The Hadley Wickham haven package, applied to the Stata file, returns a slice with many tagged columns. You can see them with str (), for example:
$ MSACMSZ :Class 'labelled' atomic [1:8491861] NA NA NA NA NA NA NA NA NA NA ... .. ..- attr(*, "label")= chr "metropolitan area size (cmsa/msa)" .. ..- attr(*, "labels")= Named int [1:7] 0 1 2 3 4 5 6 .. .. ..- attr(*, "names")= chr [1:7] "not identified or nonmetropolitan" "100,000 - 249,999" "250,000 - 499,999" "500,000 - 999,999" ...
It would be nice if I could just extract all these labeled vectors to factors, but I compared the length of the label attribute with the number of unique values in each vector, and sometimes it is longer and sometimes shorter. Therefore, I think that I need to look at everyone and decide how to deal with each of them individually.
So, I would like to extract the attribute values of labels into a list. However, this function:
labels93 <- lapply(cps_00093.df, function(x){attr(X, which="labels", exact=TRUE)})
returns NULL for all variables.
No problem? How to extract these attributes from column columns to list?
Note that the label vector is named, and I need both labels and names.

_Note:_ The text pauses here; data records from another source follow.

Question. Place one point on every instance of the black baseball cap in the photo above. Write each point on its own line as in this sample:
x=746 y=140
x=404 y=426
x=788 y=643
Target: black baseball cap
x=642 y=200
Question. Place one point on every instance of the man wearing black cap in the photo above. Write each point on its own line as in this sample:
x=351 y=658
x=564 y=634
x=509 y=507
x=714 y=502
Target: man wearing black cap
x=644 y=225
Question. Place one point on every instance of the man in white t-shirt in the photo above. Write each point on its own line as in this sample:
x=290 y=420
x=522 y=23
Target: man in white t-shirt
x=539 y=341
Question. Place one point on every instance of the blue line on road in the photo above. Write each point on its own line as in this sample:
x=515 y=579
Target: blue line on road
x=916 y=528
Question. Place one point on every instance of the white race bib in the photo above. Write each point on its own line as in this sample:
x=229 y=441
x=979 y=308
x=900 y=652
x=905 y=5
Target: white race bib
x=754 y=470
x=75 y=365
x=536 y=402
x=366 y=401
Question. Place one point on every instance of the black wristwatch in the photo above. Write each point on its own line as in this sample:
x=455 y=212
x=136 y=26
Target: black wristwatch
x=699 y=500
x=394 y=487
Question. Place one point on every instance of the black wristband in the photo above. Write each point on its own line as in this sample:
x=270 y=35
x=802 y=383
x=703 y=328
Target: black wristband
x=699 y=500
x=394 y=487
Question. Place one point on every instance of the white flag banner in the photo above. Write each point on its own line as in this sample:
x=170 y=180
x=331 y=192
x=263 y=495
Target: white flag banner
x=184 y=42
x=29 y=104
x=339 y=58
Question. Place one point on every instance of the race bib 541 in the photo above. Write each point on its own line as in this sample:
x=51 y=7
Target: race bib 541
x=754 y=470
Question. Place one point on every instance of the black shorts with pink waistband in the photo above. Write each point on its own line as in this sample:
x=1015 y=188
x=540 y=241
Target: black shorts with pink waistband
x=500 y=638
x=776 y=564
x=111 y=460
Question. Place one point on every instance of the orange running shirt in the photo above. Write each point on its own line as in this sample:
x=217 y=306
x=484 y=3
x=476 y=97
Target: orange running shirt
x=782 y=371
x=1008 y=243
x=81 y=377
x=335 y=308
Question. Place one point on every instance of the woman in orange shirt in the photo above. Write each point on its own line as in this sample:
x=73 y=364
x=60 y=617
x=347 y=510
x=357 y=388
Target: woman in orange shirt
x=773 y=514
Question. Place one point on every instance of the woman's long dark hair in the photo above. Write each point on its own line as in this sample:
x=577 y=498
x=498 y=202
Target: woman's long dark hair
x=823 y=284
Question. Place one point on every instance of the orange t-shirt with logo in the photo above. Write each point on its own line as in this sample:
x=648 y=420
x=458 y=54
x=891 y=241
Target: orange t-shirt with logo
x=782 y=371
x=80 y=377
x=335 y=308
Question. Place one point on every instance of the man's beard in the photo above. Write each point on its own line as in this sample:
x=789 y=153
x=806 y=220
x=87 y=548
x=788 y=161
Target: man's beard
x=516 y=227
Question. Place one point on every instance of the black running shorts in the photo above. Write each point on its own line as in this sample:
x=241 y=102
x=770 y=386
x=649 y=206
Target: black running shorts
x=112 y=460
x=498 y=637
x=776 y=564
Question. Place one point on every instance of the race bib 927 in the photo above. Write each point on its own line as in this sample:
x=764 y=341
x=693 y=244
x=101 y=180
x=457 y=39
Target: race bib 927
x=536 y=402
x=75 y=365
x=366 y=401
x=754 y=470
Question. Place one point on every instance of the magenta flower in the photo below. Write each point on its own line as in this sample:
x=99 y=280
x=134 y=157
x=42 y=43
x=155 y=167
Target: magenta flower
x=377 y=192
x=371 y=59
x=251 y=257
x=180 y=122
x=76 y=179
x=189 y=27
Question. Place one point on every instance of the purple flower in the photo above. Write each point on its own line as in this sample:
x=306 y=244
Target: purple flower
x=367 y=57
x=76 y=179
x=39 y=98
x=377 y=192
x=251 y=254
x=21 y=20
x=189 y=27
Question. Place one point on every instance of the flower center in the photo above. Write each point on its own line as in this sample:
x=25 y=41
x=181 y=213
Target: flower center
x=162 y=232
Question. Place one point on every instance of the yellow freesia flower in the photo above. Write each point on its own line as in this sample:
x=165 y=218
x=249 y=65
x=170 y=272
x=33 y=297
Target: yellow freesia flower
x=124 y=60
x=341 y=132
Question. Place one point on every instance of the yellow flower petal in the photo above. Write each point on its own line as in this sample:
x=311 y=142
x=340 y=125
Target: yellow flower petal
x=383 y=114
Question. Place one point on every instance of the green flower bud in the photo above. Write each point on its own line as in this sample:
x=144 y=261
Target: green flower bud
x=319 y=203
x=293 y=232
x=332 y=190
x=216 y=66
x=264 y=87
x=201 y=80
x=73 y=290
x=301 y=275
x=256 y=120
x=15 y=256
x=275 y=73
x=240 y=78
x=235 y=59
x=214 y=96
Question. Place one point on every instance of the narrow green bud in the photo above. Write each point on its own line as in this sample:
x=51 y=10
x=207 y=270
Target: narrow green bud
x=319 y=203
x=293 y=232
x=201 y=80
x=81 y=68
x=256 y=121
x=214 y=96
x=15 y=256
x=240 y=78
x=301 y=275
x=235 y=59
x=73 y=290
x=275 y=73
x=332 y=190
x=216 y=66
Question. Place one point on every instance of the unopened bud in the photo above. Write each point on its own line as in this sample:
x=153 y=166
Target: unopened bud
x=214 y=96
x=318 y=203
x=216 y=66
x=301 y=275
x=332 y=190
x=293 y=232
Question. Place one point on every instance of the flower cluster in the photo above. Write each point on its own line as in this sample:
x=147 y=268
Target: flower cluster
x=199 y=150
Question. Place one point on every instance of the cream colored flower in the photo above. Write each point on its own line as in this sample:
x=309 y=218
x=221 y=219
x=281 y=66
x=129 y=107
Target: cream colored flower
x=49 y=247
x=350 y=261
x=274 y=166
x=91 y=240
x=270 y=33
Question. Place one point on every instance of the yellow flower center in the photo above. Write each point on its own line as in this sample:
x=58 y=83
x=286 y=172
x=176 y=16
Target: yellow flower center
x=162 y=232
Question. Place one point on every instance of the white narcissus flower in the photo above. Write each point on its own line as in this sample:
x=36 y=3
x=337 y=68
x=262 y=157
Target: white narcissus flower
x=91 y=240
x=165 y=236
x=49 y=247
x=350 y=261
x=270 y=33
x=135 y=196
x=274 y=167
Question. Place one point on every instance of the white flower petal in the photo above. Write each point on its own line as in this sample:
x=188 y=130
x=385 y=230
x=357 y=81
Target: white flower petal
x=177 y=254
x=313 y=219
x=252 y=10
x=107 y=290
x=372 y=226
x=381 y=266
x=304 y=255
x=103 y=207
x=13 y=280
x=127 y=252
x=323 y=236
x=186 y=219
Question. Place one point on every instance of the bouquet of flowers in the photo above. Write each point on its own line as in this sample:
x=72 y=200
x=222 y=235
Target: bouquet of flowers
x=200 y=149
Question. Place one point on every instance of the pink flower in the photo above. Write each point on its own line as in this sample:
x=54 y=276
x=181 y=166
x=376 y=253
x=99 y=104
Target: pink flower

As per @ Hack-R's request, here is a tiny fragment of my data converted by dput (which I have never used before). I applied this code:
filter(cps_00093.df, YEAR==2015) %>% sample_n(10) %>% select(HHTENURE, HHINTYPE) -> tiny dput(tiny, file = "tiny")
to create a tiny file. Hello! It was easy! I thought it would be difficult to break off from this small part.
Opening up tiny with Notepad ++, here is what I found:
structure(list(HHTENURE = structure(c(2L, 1L, 1L, 2L, 1L, 1L, 1L, 2L, 1L, 1L), labels = structure(c(0L, 1L, 2L, 3L, 6L, 7L), .Names = c("niu", "owned or being bought", "rented for cash", "occupied without payment of cash rent", "refused", "don't know")), class = "labelled"), HHINTYPE = structure(c(1L, 1L, 1L, 1L, 1L, 1L, 1L, 1L, 1L, 1L), labels = structure(1:3, .Names = c("interview", "type a non-interview", "type b/c non-interview")), class = "labelled")), row.names = c(NA, -10L), class = c("tbl_df", "tbl", "data.frame"), .Names = c("HHTENURE", "HHINTYPE"))
I suspect that this can be made more readable with a small interval, but I did not want to hide with it, fearing the accidental destruction of relevant information.